大模型迁移

  1. 修改LLAMA模型套件训练脚本“fastchat/train/train_mem.py”

    cd FastChat-76f0424d1add61aadc8e5bdeed5ebe540f266ba3
    vi fastchat/train/train_mem.py 

    修改前:

    # Make it more memory efficient by monkey patching the LLaMA model with FlashAttn.
    
    # Need to call this before importing transformers.
    from fastchat.train.llama_flash_attn_monkey_patch import (
        replace_llama_attn_with_flash_attn,
    )
    
    replace_llama_attn_with_flash_attn()
    
    from fastchat.train.train import train
    
    if __name__ == "__main__":
        train()

    修改后:

    # Make it more memory efficient by monkey patching the LLaMA model with FlashAttn.
    
    # Need to call this before importing transformers.
    # from fastchat.train.llama_flash_attn_monkey_patch import (
    #    replace_llama_attn_with_flash_attn,
    #)        (关闭 Flash Attention)
    
    # replace_llama_attn_with_flash_attn()
    import os
    import torch
    import torch_npu       #  (使torch支持NPU)
    import deepspeed
    import deepspeed_npu       #  (使deepspeed支持NPU)
    from torch_npu.contrib import transfer_to_npu
    
    from fastchat.train.train import train
    
    os.environ["WANDB_MODE"] = "offline"
    os.environ["WANDB_DISABLED"] = "TRUE"                  # 关闭WANDB训练日志功能
    
    if __name__ == "__main__":
        torch.npu.set_compile_mode(jit_compile=True)         #  设置静态模式
        deepspeed.init_distributed('hccl')                    #  初始化deepspeed
    
        train()

  2. 修改LLAMA模型套件脚本“fastchat/serve/inference.py”

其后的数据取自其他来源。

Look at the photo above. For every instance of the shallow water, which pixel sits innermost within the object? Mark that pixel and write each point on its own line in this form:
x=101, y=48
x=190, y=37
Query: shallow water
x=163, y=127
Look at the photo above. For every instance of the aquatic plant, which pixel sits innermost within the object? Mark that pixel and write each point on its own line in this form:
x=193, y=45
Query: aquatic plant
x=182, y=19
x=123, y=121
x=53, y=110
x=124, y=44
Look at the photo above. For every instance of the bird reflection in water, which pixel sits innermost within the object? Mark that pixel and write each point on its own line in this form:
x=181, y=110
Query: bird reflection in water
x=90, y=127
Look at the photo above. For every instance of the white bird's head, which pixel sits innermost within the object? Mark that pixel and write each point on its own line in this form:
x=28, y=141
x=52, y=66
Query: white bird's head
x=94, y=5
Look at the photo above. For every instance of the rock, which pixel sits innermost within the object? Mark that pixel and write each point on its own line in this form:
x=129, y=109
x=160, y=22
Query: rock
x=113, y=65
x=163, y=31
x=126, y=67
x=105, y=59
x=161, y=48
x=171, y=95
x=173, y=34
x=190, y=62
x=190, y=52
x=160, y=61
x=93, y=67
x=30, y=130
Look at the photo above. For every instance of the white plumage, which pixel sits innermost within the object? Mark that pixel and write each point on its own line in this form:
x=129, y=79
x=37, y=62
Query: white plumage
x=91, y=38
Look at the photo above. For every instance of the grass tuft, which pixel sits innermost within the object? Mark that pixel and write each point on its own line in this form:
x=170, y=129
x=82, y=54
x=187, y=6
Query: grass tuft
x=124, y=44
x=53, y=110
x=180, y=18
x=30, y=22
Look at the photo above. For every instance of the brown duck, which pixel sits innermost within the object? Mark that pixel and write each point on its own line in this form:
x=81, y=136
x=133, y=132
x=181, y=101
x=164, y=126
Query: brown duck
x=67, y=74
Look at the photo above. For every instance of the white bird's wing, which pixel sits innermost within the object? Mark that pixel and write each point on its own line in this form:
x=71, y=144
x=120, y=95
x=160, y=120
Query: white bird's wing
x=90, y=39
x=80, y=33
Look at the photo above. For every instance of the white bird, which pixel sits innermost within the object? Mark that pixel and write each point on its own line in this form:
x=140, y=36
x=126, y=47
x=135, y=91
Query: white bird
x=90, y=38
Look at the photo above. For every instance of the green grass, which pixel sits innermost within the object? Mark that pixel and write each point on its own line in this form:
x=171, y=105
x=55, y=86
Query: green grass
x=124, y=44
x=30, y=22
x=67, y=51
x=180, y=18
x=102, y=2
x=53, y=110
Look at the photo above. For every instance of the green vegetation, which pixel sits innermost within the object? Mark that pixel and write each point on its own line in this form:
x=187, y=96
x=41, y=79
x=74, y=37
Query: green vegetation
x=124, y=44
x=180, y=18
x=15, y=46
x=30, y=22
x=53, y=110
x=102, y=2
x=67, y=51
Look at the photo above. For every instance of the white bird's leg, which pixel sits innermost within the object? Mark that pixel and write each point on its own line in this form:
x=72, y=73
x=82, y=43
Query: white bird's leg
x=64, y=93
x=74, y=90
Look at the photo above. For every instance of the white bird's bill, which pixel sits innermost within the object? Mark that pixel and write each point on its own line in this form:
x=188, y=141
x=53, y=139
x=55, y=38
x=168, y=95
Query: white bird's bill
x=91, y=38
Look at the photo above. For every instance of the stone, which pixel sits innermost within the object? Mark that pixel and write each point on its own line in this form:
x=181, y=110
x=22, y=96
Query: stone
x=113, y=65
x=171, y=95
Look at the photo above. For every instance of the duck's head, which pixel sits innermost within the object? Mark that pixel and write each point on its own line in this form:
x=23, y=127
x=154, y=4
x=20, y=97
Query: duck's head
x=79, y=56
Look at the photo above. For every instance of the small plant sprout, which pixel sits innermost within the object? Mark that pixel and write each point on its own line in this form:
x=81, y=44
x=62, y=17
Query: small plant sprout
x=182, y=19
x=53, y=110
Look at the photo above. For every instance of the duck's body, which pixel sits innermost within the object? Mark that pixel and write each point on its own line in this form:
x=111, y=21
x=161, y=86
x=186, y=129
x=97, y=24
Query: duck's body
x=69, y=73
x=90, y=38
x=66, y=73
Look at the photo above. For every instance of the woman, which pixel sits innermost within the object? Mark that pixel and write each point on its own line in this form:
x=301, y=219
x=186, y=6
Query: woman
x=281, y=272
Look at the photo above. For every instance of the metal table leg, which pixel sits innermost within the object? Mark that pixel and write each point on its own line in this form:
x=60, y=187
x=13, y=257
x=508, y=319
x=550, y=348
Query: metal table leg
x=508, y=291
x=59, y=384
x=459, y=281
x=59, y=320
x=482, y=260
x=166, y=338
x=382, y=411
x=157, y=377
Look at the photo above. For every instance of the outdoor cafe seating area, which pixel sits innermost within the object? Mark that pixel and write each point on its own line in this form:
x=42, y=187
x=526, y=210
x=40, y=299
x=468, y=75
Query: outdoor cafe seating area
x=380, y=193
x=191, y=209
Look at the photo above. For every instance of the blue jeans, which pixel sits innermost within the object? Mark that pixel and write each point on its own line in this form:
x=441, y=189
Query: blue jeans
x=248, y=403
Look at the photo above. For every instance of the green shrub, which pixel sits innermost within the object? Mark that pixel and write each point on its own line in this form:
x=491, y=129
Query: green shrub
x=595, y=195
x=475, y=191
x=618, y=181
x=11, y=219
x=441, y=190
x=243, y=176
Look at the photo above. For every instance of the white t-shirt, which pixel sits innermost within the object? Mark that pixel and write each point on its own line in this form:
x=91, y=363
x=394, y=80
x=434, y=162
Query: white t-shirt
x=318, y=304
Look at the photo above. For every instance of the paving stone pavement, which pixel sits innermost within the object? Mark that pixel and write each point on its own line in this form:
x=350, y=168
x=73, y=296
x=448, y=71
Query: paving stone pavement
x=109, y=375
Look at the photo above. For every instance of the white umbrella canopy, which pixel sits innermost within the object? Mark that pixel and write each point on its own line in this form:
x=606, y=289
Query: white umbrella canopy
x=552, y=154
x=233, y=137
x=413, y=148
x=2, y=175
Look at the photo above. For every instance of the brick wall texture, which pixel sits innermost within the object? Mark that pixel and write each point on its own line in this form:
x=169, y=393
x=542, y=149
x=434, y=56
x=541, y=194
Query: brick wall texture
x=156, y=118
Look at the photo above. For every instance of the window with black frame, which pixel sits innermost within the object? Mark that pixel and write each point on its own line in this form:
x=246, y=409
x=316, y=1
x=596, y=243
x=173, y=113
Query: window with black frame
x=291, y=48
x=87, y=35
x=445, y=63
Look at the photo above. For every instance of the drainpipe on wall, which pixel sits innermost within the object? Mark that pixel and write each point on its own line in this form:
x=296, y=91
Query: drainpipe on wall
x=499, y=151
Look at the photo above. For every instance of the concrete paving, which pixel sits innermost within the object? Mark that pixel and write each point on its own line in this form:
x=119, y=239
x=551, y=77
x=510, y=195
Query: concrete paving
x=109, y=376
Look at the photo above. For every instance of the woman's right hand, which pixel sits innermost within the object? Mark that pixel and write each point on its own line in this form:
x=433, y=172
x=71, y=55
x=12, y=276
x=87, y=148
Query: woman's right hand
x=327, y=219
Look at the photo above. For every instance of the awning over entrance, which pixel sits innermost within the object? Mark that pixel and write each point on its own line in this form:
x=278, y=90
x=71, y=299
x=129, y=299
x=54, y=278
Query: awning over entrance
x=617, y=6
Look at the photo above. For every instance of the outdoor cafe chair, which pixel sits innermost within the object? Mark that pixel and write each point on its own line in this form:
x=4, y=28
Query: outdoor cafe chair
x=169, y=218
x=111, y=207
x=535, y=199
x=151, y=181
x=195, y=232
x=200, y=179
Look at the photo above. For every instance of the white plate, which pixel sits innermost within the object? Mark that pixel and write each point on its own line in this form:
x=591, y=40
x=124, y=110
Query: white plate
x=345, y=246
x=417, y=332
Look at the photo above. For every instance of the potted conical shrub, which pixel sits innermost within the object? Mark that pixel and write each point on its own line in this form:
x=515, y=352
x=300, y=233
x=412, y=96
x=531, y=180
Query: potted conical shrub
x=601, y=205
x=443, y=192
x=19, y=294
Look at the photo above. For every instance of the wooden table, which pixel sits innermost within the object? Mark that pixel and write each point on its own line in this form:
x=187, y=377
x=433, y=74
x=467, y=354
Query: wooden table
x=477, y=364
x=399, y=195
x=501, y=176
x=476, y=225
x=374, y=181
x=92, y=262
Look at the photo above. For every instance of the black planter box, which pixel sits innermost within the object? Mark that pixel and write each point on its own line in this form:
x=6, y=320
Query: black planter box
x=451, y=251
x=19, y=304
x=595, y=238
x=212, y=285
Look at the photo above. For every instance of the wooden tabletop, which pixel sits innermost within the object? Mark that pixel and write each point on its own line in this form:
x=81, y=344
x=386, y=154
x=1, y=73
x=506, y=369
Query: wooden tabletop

    vi fastchat/serve/inference.py
    1. 第133行。
      修改前:
          if (device == "cuda" and num_gpus == 1) or device == "mps":
              model.to(device)

      修改后:

          if (device == "cuda" and num_gpus == 1) or device == "mps":
              model.npu(device)                                  #  .npu 替换 .cuda
    2. 第142行。

      修改前:

      @torch.inference_mode()
      def generate_stream(
          model,
          tokenizer,
          params: Dict,
          device: str,
          context_len: int,
          stream_interval: int = 2,
          judge_sent_end: bool = False,
      ):

      修改后:

      @torch.no_grad()                                            #  等价替换
      def generate_stream(
          model,
          tokenizer,
          params: Dict,
          device: str,
          context_len: int,
          stream_interval: int = 2,
          judge_sent_end: bool = False,
      ):
    3. 第177行。
      修改前:
      out = model(torch.as_tensor([input_ids], device=device), use_cache=True)    

      修改后::

      out = model(torch.as_tensor(input_ids).npu(device),use_cache=True)   #  .npu 替换 .cuda
    4. 第193行。
      修改前:
      input_ids=torch.as_tensor([[token]], device=device),                

      修改后:

      input_ids=torch.as_tensor([[token]]).npu(device),                  #  .npu 替换 .cuda

  3. 修改transformers模型套件脚本。

    1. 修改“/root/miniconda3/envs/fs37/lib/python3.7/site-packages/transformers/training_args.py”文件,此处目录请根据实际使用的python路径确认。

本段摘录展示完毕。